Definición y manifestaciones de la agitación

La agitación se caracteriza por una sensación interna de tensión y malestar que puede acompañarse de comportamientos manifiestos. No todas las personas presentan los mismos signos, pero suelen mostrarse conductas que reflejan incomodidad o intento de liberar energía de forma repetitiva.

Señales y conductas típicas

  • Incomodidad interna y sensación de tensión o agobio.
  • Incoordinación en la conducta o movimientos repetitivos sin objetivo claro, como inquietud o fidgeting.
  • Problemas para concentrarse o mantener la atención.
  • Exceso de habla o, en algunos casos, respuesta acelerada ante estímulos.
  • Irregularidad en el comportamiento, que puede incluir roces, gestos de hostilidad o irritabilidad.
  • Aumento de impulsividad y dificultad para controlar impulsos.
  • Implicación en conductas violentas o disruptivas hacia objetos o personas.
  • A veces la agitación se expresa como agresión verbal o física y, en casos extremos, puede derivar en autolesiones.

Es posible que algunas personas se den cuenta de que están agitados, mientras que otras no reconocen su estado.
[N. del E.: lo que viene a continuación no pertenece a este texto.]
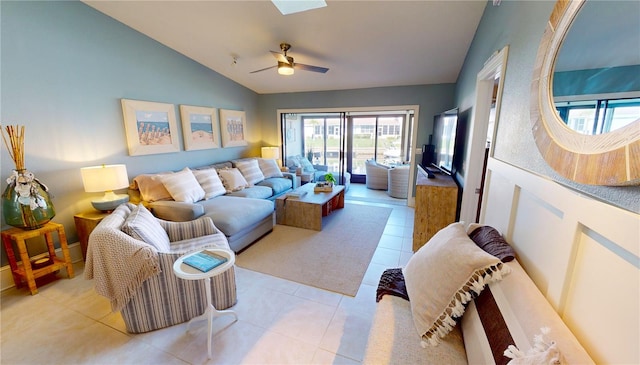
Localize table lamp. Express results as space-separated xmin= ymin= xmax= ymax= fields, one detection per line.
xmin=80 ymin=165 xmax=129 ymax=212
xmin=262 ymin=147 xmax=280 ymax=166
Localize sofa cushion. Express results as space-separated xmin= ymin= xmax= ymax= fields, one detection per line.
xmin=198 ymin=195 xmax=274 ymax=236
xmin=192 ymin=168 xmax=227 ymax=199
xmin=229 ymin=185 xmax=273 ymax=199
xmin=218 ymin=168 xmax=249 ymax=193
xmin=160 ymin=167 xmax=205 ymax=203
xmin=233 ymin=158 xmax=264 ymax=185
xmin=258 ymin=158 xmax=282 ymax=179
xmin=461 ymin=260 xmax=593 ymax=364
xmin=120 ymin=204 xmax=170 ymax=252
xmin=404 ymin=223 xmax=509 ymax=346
xmin=133 ymin=172 xmax=173 ymax=202
xmin=258 ymin=177 xmax=293 ymax=196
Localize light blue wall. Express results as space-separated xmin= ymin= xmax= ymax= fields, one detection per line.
xmin=0 ymin=1 xmax=262 ymax=250
xmin=455 ymin=1 xmax=640 ymax=212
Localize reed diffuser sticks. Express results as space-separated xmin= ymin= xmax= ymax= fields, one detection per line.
xmin=2 ymin=125 xmax=24 ymax=171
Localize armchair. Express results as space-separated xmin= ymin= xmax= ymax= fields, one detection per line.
xmin=85 ymin=203 xmax=237 ymax=333
xmin=364 ymin=160 xmax=389 ymax=190
xmin=287 ymin=155 xmax=351 ymax=191
xmin=387 ymin=165 xmax=410 ymax=199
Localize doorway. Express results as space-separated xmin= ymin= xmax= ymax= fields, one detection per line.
xmin=460 ymin=46 xmax=509 ymax=223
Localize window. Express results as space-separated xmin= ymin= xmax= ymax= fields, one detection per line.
xmin=556 ymin=98 xmax=640 ymax=135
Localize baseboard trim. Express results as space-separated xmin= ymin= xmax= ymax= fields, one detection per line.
xmin=0 ymin=242 xmax=83 ymax=291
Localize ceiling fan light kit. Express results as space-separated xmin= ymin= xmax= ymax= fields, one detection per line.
xmin=250 ymin=43 xmax=329 ymax=76
xmin=278 ymin=61 xmax=293 ymax=76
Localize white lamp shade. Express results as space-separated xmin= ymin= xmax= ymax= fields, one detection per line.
xmin=80 ymin=165 xmax=129 ymax=212
xmin=262 ymin=147 xmax=280 ymax=160
xmin=80 ymin=165 xmax=129 ymax=193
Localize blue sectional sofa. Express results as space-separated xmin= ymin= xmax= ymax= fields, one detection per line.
xmin=131 ymin=158 xmax=297 ymax=253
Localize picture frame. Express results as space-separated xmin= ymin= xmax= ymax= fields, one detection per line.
xmin=121 ymin=99 xmax=180 ymax=156
xmin=220 ymin=109 xmax=248 ymax=147
xmin=180 ymin=105 xmax=220 ymax=151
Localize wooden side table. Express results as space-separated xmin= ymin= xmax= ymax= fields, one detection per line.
xmin=73 ymin=210 xmax=110 ymax=260
xmin=2 ymin=222 xmax=74 ymax=295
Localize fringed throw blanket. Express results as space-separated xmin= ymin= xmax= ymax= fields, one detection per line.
xmin=84 ymin=212 xmax=160 ymax=312
xmin=376 ymin=268 xmax=409 ymax=302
La agitación puede presentarse aislada o formar parte de un cuadro más amplio de salud. Si la agitación interfiere con el día a día, las relaciones o el trabajo, es recomendable consultar a un profesional de la salud para una evaluación adecuada.
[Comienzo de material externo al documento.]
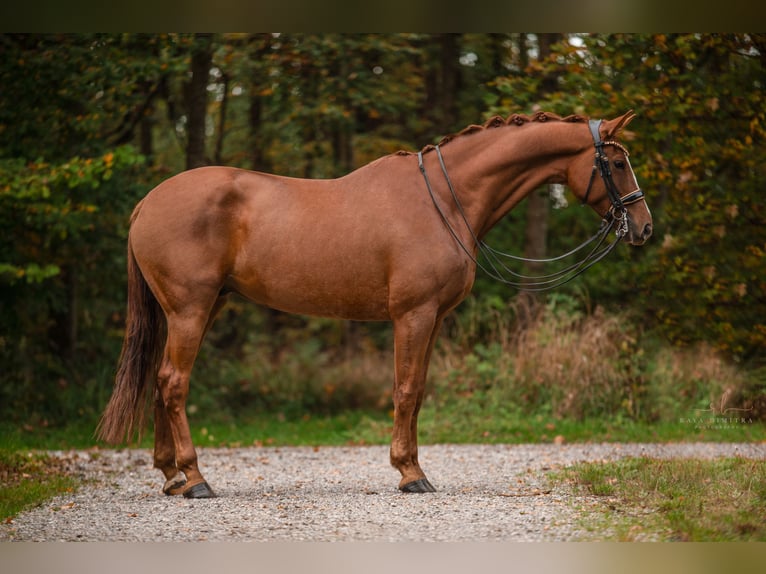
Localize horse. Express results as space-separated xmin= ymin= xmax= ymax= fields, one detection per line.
xmin=96 ymin=110 xmax=652 ymax=498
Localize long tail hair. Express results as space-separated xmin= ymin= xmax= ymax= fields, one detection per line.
xmin=96 ymin=212 xmax=167 ymax=444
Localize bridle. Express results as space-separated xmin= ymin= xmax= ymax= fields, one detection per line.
xmin=418 ymin=120 xmax=644 ymax=292
xmin=582 ymin=120 xmax=644 ymax=239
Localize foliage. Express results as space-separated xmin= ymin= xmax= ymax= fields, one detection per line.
xmin=429 ymin=294 xmax=766 ymax=432
xmin=551 ymin=458 xmax=766 ymax=542
xmin=0 ymin=447 xmax=79 ymax=521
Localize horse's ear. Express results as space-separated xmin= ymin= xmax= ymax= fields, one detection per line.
xmin=603 ymin=110 xmax=636 ymax=140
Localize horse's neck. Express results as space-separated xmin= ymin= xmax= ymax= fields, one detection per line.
xmin=442 ymin=124 xmax=587 ymax=241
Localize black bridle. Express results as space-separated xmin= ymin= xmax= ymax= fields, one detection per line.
xmin=418 ymin=120 xmax=644 ymax=292
xmin=582 ymin=120 xmax=644 ymax=238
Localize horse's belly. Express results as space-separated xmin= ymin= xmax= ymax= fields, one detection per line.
xmin=231 ymin=259 xmax=390 ymax=321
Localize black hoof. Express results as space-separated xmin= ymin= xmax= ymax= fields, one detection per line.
xmin=184 ymin=482 xmax=215 ymax=498
xmin=399 ymin=478 xmax=436 ymax=492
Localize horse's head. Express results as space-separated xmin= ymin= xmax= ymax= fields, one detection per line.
xmin=568 ymin=111 xmax=652 ymax=245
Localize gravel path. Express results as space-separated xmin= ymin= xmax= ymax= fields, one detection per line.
xmin=0 ymin=443 xmax=766 ymax=542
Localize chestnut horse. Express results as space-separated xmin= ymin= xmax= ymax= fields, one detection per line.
xmin=98 ymin=112 xmax=652 ymax=498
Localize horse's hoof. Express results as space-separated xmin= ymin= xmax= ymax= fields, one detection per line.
xmin=399 ymin=478 xmax=436 ymax=493
xmin=184 ymin=482 xmax=215 ymax=498
xmin=162 ymin=472 xmax=186 ymax=496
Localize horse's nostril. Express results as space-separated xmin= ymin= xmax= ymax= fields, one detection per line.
xmin=642 ymin=223 xmax=652 ymax=239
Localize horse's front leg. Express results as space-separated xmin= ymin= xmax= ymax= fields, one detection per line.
xmin=391 ymin=309 xmax=441 ymax=492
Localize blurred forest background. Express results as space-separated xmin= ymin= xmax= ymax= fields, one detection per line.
xmin=0 ymin=33 xmax=766 ymax=434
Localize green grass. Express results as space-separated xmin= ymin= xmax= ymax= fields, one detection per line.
xmin=0 ymin=448 xmax=80 ymax=521
xmin=0 ymin=412 xmax=766 ymax=536
xmin=550 ymin=458 xmax=766 ymax=542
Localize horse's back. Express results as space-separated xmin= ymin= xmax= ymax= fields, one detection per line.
xmin=131 ymin=164 xmax=470 ymax=320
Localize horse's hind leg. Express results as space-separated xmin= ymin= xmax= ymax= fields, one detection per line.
xmin=154 ymin=296 xmax=226 ymax=495
xmin=155 ymin=306 xmax=220 ymax=498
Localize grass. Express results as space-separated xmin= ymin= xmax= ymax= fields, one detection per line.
xmin=0 ymin=448 xmax=80 ymax=521
xmin=550 ymin=458 xmax=766 ymax=542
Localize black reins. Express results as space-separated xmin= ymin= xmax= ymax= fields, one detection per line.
xmin=418 ymin=120 xmax=644 ymax=292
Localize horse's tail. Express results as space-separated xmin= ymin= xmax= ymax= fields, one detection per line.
xmin=96 ymin=213 xmax=166 ymax=444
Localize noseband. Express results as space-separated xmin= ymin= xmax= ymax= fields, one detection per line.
xmin=582 ymin=120 xmax=644 ymax=238
xmin=418 ymin=120 xmax=644 ymax=292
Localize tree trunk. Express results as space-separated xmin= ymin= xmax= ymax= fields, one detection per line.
xmin=186 ymin=34 xmax=213 ymax=169
xmin=424 ymin=34 xmax=461 ymax=137
xmin=522 ymin=34 xmax=561 ymax=311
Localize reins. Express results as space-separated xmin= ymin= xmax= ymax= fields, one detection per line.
xmin=418 ymin=120 xmax=644 ymax=292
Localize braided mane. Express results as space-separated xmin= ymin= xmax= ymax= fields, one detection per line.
xmin=397 ymin=112 xmax=588 ymax=155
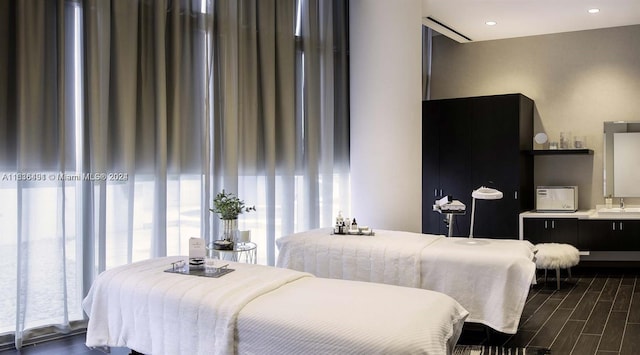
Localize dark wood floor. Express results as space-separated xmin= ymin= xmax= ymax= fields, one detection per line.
xmin=459 ymin=268 xmax=640 ymax=355
xmin=5 ymin=267 xmax=640 ymax=355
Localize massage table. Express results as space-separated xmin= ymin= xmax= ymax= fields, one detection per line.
xmin=82 ymin=257 xmax=468 ymax=355
xmin=276 ymin=228 xmax=536 ymax=334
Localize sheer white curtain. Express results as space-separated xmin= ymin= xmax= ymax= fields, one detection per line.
xmin=0 ymin=0 xmax=349 ymax=347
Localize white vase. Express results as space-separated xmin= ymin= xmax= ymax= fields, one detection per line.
xmin=218 ymin=219 xmax=238 ymax=243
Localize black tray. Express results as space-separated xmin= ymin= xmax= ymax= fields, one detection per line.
xmin=164 ymin=266 xmax=235 ymax=278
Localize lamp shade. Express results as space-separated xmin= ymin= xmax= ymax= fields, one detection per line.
xmin=469 ymin=186 xmax=502 ymax=238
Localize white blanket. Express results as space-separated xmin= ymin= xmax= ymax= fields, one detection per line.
xmin=82 ymin=257 xmax=310 ymax=355
xmin=276 ymin=229 xmax=444 ymax=287
xmin=276 ymin=229 xmax=535 ymax=334
xmin=420 ymin=238 xmax=536 ymax=334
xmin=83 ymin=257 xmax=468 ymax=355
xmin=238 ymin=278 xmax=468 ymax=355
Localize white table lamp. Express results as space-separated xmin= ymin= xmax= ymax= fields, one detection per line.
xmin=469 ymin=186 xmax=502 ymax=238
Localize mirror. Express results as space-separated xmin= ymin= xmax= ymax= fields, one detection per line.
xmin=603 ymin=121 xmax=640 ymax=197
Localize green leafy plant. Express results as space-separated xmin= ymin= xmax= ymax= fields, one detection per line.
xmin=209 ymin=190 xmax=256 ymax=219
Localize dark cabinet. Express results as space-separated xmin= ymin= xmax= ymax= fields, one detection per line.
xmin=522 ymin=218 xmax=578 ymax=246
xmin=422 ymin=94 xmax=534 ymax=238
xmin=578 ymin=219 xmax=640 ymax=251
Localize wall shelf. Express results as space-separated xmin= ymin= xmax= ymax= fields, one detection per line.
xmin=529 ymin=149 xmax=593 ymax=155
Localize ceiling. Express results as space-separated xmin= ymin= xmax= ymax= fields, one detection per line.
xmin=422 ymin=0 xmax=640 ymax=43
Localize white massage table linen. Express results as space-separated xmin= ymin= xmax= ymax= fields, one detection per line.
xmin=276 ymin=228 xmax=535 ymax=334
xmin=238 ymin=278 xmax=468 ymax=355
xmin=83 ymin=257 xmax=310 ymax=355
xmin=420 ymin=238 xmax=535 ymax=334
xmin=276 ymin=228 xmax=444 ymax=287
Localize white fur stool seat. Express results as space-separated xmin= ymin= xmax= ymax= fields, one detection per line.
xmin=536 ymin=243 xmax=580 ymax=290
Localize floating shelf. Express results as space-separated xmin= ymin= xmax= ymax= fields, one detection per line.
xmin=529 ymin=149 xmax=593 ymax=155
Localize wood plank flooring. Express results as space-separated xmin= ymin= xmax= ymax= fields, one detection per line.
xmin=459 ymin=268 xmax=640 ymax=355
xmin=5 ymin=268 xmax=640 ymax=355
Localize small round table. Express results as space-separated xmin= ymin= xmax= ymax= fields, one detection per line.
xmin=207 ymin=242 xmax=258 ymax=264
Factores que pueden causar agitación

Causas médicas más comunes

  • Delirium o alteración aguda del estado mental asociado a desorganización de la atención.
  • Demencia, incluida la enfermedad de Alzheimer, que puede alterar la forma de procesar información nueva.
  • Infecciones, como infecciones del tracto urinario, especialmente en personas mayores de 65 años.
  • Desequilibrios electrolíticos o alteraciones metabólicas que afectan la función cerebral.
  • Hiperfunción tiroidea (hipertiroidismo) que incrementa la excitabilidad del sistema nervioso.
  • Trauma físico, especialmente craneoencefálico, que puede alterar la regulación emocional y conductual.
  • Estado posictal, la fase tras una convulsión, cuando la agitación puede persistir temporalmente.
  • Sepsis u otras infecciones graves que afectan la función cerebral.
  • Intoxicación o abstinencia de sustancias, como alcohol, nicotina, cannabis, alucinógenos, opioides y otros fármacos.
  • Exposición a toxinas o sustancias peligrosas que alteran la mente.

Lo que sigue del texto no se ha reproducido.